# Bersa Thunder 380 CC - Jamming



## Garydh2000

I took my new Bersa Thunder 380 CC to the range yesterday for the first time. I put 100 rounds of Winchester 95 grain full metal jacket through the firearm. It seemed that for every magazine loaded and fired I had at least one jam. Very frustrating for sure.

Today I put 100 rounds of Remington UMC 95 grain through. Although much less than yesterday, I still had too many jams.

Any words of wisdom out there?

Thanks,

Gary


----------



## Steve M1911A1

Many pistols need a "break-in" period, frequently using about 200 rounds.
All new pistols need to be thoroughly cleaned before first use, in case there's any sticky anti-rust grease within them.
Many pistol shooters "limp wrist" the gun, absorbing some amount of the recoil that the pistol needs to function properly.

All of the above are known contributors to jams and failures to eject.

Do any apply to you?

(There are other, purely-mechanical causes too.)


----------



## RK3369

A couple of things. First, Steve is right, fire it for awhile to break it in, maybe 3-400 rounds. Next, for me, Remington works the best of any of the ammo's I've tried in my Bersa 380's. To me, it seems to be a little hotter load and cycles the gun better. At least that's been my experience. Next thing you might consider is that feed jams tend to be a result of mag spring problems. I've seen a lot of posts on the Bersa site about there being a batch of bad springs used at some time. Not sure if that might be your problem however, you might ask your dealer to get you a new mag spring, or buy a Mec Gar 8 rounder and try that out to see if it helps. But get a Mec Gar. They seem to be the best for Bersas. Others have said the Pro Mags are not so good. You can probably find a reasonably priced 8 round Mec Gar on Ebay. A regular Thunder mag will work in the CC also, it does not have to be a CC mag even though the bottoms are different.


----------



## Garydh2000

I have strip cleaned the gun twice. Not sure if I am limp wristing? How can I tell or prevent that?


----------



## RK3369

Garydh2000 said:


> I have strip cleaned the gun twice. Not sure if I am limp wristing? How can I tell or prevent that?

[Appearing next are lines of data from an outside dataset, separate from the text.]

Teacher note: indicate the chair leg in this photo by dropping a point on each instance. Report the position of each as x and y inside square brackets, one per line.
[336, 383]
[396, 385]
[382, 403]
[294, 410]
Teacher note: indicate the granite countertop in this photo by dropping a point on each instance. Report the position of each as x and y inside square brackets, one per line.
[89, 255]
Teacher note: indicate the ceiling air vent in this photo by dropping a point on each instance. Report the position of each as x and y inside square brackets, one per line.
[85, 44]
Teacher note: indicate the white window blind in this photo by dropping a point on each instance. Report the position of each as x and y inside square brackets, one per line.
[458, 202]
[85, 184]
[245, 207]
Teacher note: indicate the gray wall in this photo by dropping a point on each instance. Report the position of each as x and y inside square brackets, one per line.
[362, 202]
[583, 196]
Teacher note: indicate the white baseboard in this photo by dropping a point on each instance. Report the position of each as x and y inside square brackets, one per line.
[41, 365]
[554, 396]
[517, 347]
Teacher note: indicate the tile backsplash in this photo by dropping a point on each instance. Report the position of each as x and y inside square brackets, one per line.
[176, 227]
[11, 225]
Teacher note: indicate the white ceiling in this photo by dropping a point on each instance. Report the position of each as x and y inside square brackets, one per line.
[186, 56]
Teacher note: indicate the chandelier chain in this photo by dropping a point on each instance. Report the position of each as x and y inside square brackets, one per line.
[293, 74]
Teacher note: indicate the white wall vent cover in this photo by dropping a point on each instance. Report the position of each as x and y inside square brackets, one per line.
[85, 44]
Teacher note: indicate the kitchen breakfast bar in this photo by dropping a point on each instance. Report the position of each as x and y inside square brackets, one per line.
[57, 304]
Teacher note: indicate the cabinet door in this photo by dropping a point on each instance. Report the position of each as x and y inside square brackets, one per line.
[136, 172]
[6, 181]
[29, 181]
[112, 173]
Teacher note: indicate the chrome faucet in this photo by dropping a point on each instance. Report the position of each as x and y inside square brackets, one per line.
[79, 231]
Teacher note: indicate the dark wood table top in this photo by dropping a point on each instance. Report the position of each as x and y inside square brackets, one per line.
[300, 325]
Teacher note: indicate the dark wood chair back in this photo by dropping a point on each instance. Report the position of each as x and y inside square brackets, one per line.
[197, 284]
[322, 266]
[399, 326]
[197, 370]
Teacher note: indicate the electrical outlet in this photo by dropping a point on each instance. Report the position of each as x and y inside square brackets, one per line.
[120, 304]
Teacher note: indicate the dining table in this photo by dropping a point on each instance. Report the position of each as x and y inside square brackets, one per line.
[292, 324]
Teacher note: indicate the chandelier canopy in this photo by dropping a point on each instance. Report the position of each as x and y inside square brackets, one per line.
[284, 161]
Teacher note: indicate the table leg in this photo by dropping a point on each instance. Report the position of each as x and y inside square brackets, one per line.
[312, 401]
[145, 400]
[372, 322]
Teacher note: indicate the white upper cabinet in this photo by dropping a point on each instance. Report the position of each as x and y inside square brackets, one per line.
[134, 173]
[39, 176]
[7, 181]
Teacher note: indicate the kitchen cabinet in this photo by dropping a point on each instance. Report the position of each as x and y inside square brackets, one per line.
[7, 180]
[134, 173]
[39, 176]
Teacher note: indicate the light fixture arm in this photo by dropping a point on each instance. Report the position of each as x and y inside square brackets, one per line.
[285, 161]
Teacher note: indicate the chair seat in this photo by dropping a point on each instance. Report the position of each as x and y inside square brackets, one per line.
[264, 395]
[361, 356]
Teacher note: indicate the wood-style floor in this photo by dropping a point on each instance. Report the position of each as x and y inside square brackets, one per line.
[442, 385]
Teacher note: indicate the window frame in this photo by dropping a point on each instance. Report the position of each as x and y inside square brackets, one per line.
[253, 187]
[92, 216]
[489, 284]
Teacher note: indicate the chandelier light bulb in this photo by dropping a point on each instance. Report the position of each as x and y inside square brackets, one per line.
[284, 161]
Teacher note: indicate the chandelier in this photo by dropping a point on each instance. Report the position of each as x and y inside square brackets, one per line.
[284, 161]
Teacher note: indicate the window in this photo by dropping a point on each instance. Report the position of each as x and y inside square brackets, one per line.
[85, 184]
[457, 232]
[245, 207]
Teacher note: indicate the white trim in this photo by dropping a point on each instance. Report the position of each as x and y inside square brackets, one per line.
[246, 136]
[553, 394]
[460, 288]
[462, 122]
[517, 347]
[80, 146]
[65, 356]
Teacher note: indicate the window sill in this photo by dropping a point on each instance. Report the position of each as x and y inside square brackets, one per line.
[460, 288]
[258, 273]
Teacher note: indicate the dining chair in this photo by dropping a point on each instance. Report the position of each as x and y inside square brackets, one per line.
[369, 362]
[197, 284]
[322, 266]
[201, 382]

If you have a friend or acquaintance at the range you go to who is an experienced semi auto shooter, ask him to run two or three mags through it. That may tell you a lot about your own style if you are not experienced enough to know whether your grip affects the gun's performance.


----------



## Steve M1911A1

Garydh2000 said:


> ...Not sure if I am limp wristing? How can I tell or prevent that?


Pay attention to your grip, for each and every shot.
Maintain a "death grip," and continue to maintain that tight, rigid grip all through the process, including your follow-through.
(Press straight back with your trigger finger. Don't "pull"-press.)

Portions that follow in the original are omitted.